The Canadian Government Invests $25 Million in Avalanche Safety
Regardless of your feelings about Canadian Prime Minister Justin Trudeau, he deserves a bit of credit for this: The Canadian federal government pledged a one-time endowment of $25 million to Avalanche Canada, a nonprofit organization dedicated to improving avalanche awareness and safety. Avalanche safety is important to the prime minister: He lost his brother in an avalanche in 1998 while skiing in B.C.’s Kokanee Glacier Provincial Park.
The Revelstoke, B.C.-based nonprofit previously operated on a budget of $2 million a year, which, according to Mary Clayton with Avalanche Canada, was not enough to handle the increase in backcountry use. “We reached a tipping point, and we were at a point where we were going to have to cut services unless we could do something about our resources, so this is going to make a big difference,” Clayton said in an article by the CBC.
The money will go to underserved areas like Quebec, northern B.C., Newfoundland, and the Yukon. (B.C. and Alberta have appropriately received most of the resources in the past.)
Avalanche Canada was founded in 2004 in response to the deaths of 29 people in 2002-2003, seven of whom were high school students. Since its inception, avalanche fatalities have held steady at an average of 12 per year. The organization provides daily forecasts for an area that’s larger than the entire United Kingdom.
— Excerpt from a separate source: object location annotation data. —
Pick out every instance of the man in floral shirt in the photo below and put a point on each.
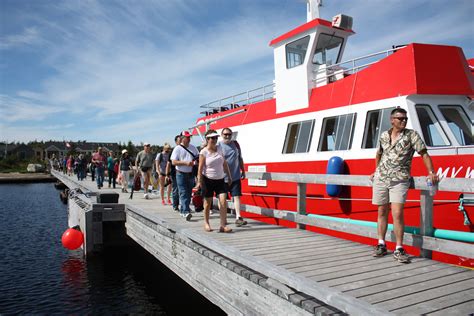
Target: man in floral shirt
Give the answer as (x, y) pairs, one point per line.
(391, 178)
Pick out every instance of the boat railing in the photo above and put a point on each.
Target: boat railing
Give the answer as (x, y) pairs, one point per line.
(340, 70)
(241, 99)
(422, 237)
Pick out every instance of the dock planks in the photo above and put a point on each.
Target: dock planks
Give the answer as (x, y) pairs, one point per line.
(304, 268)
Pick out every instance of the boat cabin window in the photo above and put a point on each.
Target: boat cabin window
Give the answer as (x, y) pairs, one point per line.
(377, 122)
(296, 52)
(433, 133)
(327, 50)
(298, 137)
(459, 123)
(337, 133)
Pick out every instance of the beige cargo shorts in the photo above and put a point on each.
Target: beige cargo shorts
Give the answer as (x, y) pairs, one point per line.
(393, 192)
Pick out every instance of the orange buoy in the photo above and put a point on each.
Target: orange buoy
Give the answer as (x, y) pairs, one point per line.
(72, 238)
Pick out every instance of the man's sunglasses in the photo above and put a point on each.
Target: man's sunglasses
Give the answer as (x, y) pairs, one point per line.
(401, 118)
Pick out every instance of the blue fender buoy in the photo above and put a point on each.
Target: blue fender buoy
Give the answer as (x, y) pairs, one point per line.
(335, 166)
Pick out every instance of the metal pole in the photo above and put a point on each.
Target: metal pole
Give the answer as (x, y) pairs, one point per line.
(426, 220)
(301, 202)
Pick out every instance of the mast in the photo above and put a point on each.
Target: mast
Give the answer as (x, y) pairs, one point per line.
(312, 11)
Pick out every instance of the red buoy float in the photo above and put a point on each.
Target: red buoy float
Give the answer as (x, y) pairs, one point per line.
(72, 238)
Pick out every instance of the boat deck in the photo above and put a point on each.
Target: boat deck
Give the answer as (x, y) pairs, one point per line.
(301, 267)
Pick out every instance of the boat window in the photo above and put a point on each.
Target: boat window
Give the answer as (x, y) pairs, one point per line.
(296, 51)
(433, 133)
(459, 123)
(377, 122)
(337, 133)
(298, 137)
(327, 50)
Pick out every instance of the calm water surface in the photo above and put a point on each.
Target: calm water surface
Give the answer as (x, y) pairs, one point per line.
(37, 275)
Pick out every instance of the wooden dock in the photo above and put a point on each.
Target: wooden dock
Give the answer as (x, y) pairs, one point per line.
(262, 269)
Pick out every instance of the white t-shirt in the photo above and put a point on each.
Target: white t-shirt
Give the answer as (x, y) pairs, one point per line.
(179, 153)
(214, 166)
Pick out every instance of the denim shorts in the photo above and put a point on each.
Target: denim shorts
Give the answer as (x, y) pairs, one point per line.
(211, 186)
(393, 192)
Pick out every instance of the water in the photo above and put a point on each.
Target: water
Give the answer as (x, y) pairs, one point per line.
(37, 275)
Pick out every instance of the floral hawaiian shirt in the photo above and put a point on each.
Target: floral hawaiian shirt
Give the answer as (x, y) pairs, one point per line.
(395, 162)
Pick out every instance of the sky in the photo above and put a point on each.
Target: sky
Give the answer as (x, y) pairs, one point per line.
(120, 70)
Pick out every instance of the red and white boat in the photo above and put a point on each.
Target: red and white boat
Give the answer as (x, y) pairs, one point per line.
(320, 107)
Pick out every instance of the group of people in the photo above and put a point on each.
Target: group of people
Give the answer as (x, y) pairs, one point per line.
(218, 168)
(215, 170)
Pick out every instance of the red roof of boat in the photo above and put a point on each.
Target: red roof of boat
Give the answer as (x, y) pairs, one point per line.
(415, 69)
(303, 28)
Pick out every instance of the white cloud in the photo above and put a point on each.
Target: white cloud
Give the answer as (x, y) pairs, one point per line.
(28, 36)
(124, 71)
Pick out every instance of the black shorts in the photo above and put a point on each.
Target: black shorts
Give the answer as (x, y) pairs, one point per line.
(235, 188)
(210, 186)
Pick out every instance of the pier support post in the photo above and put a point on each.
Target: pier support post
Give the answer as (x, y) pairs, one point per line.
(301, 202)
(426, 220)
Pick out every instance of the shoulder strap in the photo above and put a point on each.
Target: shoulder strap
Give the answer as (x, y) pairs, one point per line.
(194, 156)
(238, 148)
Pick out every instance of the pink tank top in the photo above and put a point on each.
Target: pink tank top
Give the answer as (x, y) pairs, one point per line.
(214, 166)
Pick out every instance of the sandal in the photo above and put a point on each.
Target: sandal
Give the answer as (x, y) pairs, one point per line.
(225, 229)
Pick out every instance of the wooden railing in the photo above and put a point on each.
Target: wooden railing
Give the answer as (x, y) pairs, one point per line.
(425, 240)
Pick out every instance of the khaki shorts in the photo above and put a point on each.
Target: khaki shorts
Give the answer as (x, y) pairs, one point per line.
(394, 192)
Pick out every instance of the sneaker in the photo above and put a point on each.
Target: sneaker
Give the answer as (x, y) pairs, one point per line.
(379, 250)
(401, 256)
(240, 222)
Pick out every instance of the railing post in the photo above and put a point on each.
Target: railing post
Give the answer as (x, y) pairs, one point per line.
(301, 202)
(426, 220)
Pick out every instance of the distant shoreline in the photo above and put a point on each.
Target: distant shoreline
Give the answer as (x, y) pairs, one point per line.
(16, 177)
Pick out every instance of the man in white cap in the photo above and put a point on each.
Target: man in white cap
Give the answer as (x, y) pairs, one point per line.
(184, 157)
(144, 163)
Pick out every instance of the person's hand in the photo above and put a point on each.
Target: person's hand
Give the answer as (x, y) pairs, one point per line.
(433, 177)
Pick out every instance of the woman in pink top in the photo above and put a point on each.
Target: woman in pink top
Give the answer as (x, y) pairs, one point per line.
(212, 166)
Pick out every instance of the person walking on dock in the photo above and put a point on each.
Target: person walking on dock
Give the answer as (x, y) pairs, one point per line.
(174, 183)
(233, 156)
(111, 169)
(81, 167)
(99, 161)
(213, 169)
(391, 178)
(161, 166)
(144, 163)
(124, 167)
(184, 157)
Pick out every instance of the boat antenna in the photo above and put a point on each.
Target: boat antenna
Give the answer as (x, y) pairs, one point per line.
(313, 9)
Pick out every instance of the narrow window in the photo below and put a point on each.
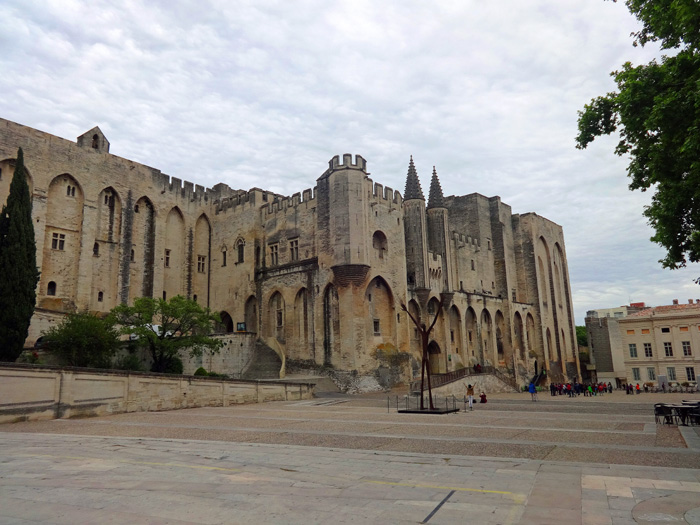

The U.S., by comparison, has 14 organizations that provide forecasting, most of which are part of the National Avalanche Center. The NAC receives a combination of government and private funding for a total of $5 million per year, and they cover an area of similar size to that of Avalanche Canada. Which leads us to wonder, will the U.S. will step up to the plate? We’re not holding our breath.